Una niebla liviana cubría las calles, reflectando las luces de los
edificios, carteles, automotores, haciendo que el cielo se asemejara
a un espejo con imágenes deformes de lo estaba a sus pies.
El
directivo de la firma, de vez en cuando, emanaba un suspiro lleno de
hastío. Ambos nos manteníamos en silencio, cada uno cobijado por
sus propios pensamientos. El audio del equipo se hallaba tan bajo,
que era a duras penas audible. Gran favor me hacía, a la vista de su
elección de temas (por supuesto que leía los nombres a medida que
se reproducían) grabados en ese diminuto pendrive dorado que asomaba
apenas del estéreo.
Los
asientos del Mercedes, de cuero negro y de un diseño en extremo
deportivo, eran ultra cómodos. Uno se sentía abrazado por la
butaca, y no lo digo en forma literal. Demonios, eran tan
confortables. El contador, acostumbrado a su uso y dadas las
circunstancias, no disfrutaba de los mismos. Por momentos sus ojos
recorrían la 9mm que lo apuntaba, quizás creyendo que no me
percataría de ello. Lo hacía velozmente y volvía su mirada al
horizonte que el parabrisas salpicado de una llovizna pasajera le
ofrecía.
Por
cierto, estábamos dando vueltas “en círculos” alrededor de mis
barrios porteños favoritos. Si bien las palabras que usé entre
comillas no eran, llevadas a la realidad en estricto sentido, las
justas, me doy aquí una licencia ya que se asemejaban bastante a su
definición. Recoleta, Palermo, Almagro, Balvanera, Constitución, La
Boca (lugar que incomodaba al contador, para mi diversión), San
Telmo, Monserrat, Puerto Madero, San Nicolás, y... la vuelta
recomenzaba. En la segunda pasada, omitimos Palermo y Almagro, pero
insistí en recalar en varios sitios que conocía en La Boca. En
oportunidad de la tercera, lo hice recorrer todosy cada uno de los
pasajes y callejones del barrio boquense. Les puedo segurar que el
viejo estaba aterrado: su conducción era errática, y parecía que
no le alcanzaban los ojos para mirar en todas direcciones: los
transeúntes nocturnos, sorprendidos por el Benz recorriendo los
arrabales, tampoco ayudaban a que el conductor recobrara algo de
tranquilidad.
Finalmente
y luego de un par de horas de ocio, sentí que era el momento de
avanzar con el trabajo encomendado. Casi saliendo de San Telmo, sobre
una de sus avenidas principales, hice que se detenga pasando un
semáforo cuyas luminarias parecían haber sido recientemente
reemplazadas, debido a su notable fulgor. Luego de quitarnos el
cinturón, lo llevé paso a paso al baúl del auto. El sabía de su
destino y solo trató de oponerse con un lastimoso -No, por favor...-
insuficiente, totalmente innecesario. Me miró, y en sus pupilas noté
esa avidez perturbada de quien sabe que, en caso de no hacer algo al
respecto, puede estar en presencia de los últimos minutos de su
vida. Lo había notado en cientos de casos antes, y éste era uno
más. Deje los buenos modales de lado: lo tomé del brazo derecho y
le puse mi arma entre sus cejas: habló a Dios, a quien desconocía
hasta ese instante, aumentando mi ira. Arrojé al suelo los pocos
trastos que estaban en el maletero, y a pesar de sus más de cien
kilos, lo introduje de un solo empujón sobre el impecable tapizado.
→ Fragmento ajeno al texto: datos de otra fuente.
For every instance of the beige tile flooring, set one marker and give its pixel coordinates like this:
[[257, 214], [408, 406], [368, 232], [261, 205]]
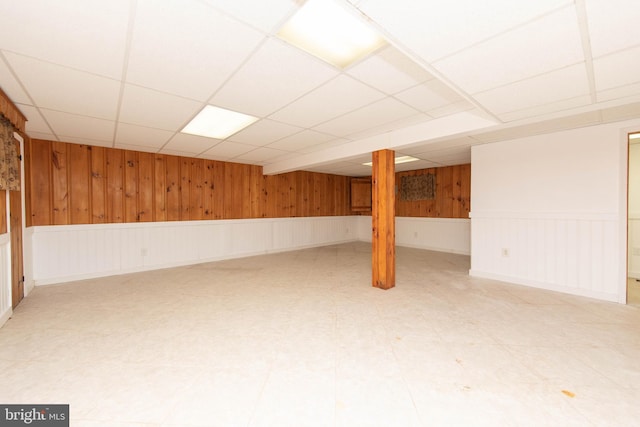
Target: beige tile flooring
[[302, 339]]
Debido a que el tipo intentaba por todos su medios prolongar sus
extremidades fuera del auto, no me quedó remedio que mitigar sus
movimientos, de la manera más sencilla y ágil: con un golpe seco
con la culata de mi pistola en el parietal izquierdo de su pelada
cabeza. Fin del asunto.
Lo
até de manos y pies con el nudo que ustedes ya conocen, y puse una
franela en su boca, encintada por las dudas. Tomé control de la
nave, y me dirigí, con la radio en AM y regocijado sobre el asiento
de cuero, hacia… lo que piensan es correcto: hacia la cueva.